Is Iron Man 3 worth your time at the movies?

Shane Black is one of the screenwriting pioneers of the action genre.

Shane Black is one of the screenwriting pioneers of the action genre. Known for his ability to write snappy, witty action packed flicks such as Lethal Weapon, The Long Kiss Goodnight and The Last Boy Scout, this is a man we could put our hope in, and attempt to forget about those responsible for the heinous crime of Iron Man 2.

Iron Man 3 is every inch a Shane Black film, from its hilarious framing narrative, to the buddy cop feel at times reminiscent of his earlier work in Lethal Weapon. In sum, Iron Man 3 has been delivered as a whip smart, affecting piece of blockbuster entertainment.

The screenplay sparkles with continually inventive drips of genius that flow effortlessly from Downey Jr.’s mouth who by this point, is very much the character of Tony Stark, at least in the great pop consciousness. Swag and confident verve lead into panicked anxiety, revealing a side to Stark never really seen before. On the face this can be reduced to an entertaining, fun film about awesome shiny robots flying and shooting blasts of light from their chests, but yet on a deeper level it’s about the sides of ourselves we show in public, and the sides we keep exclusive to ourselves, and the potential those different sides to ourselves have to change and inform the lives of others.

It’s refreshing to see Stark out of his suit for a significant amount of time, and when the Mandarin is at his peak of terror, Tony Stark is forced to rediscover his humility, examine himself closer, and as a result, it forces him to be the best Tony Stark he can be.

Gwyneth Paltrow gets a fair amount more to do this time around, and it’s a credit to her and Shane Black that she’s the most likeable she’s ever been, and I for one would enjoy her doing a bit more of the great acting she’s clearly capable of, as opposed to creating millionaire cookbooks that nobody can afford.

Here she takes on such a vital role.
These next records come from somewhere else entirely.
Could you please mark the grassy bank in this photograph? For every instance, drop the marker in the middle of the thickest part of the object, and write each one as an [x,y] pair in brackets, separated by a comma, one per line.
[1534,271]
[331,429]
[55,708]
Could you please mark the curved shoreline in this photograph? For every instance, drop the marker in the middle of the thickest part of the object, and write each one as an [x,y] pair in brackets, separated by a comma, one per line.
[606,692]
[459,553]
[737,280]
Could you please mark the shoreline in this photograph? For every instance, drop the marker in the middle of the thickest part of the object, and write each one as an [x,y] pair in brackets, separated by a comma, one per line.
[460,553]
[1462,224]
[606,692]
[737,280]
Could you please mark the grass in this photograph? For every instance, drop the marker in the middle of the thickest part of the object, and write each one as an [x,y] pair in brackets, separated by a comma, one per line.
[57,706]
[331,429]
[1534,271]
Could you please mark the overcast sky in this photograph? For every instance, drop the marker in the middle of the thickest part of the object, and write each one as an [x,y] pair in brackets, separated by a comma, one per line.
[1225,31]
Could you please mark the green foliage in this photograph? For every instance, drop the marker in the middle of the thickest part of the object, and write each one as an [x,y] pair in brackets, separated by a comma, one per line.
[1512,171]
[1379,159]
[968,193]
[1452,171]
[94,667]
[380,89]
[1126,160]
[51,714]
Pepper Potts has never wanted to be a part of the violence or risk or flying killing machinery, and that’s what makes her so crucial for Tony, and here Paltrow brings warmth and personality, instead of disappearing into the background as mere eye candy, or as a vehicle for Stark’s withering egotism.

Ben Kingsley is superb, bringing a real relish to his role as the Mandarin, a media savvy terrorist, and it appears Kingsley can play any ethnicity in the world.  An amalgamation of different cultures, he takes iconography and twists it to his own end. With the samurai style hair, the beard reminiscent of Bin Laden, and the royal robe, he takes what he wants and subverts it to whatever purpose is necessary.  

Both he and Guy Pearce, as a rival scientist to Stark, bring a real sense of impending threat, when their plan is fully revealed it brings the house down, further deepening our concern for Tony, as he continually attempts to fight them, and for the ones he loves while dealing with the natural anxiety that comes as a companion to brisk encounters with gods, aliens and wormholes experienced in Avengers Assemble.

It’s a success on many counts, Shane Black’s inclusion into the Marvel fold was an excellent decision, and it’s sure to pay off dividends in regards to box office takings. If Iron Man 1 was a great start in establishing this world surrounding Tony Stark, and Iron Man 2 was a dip in quality, Iron Man 3 is a wonderful end to the trilogy, pulling the franchise from the sneering indifference it threatened to drown in following the much aligned second entry.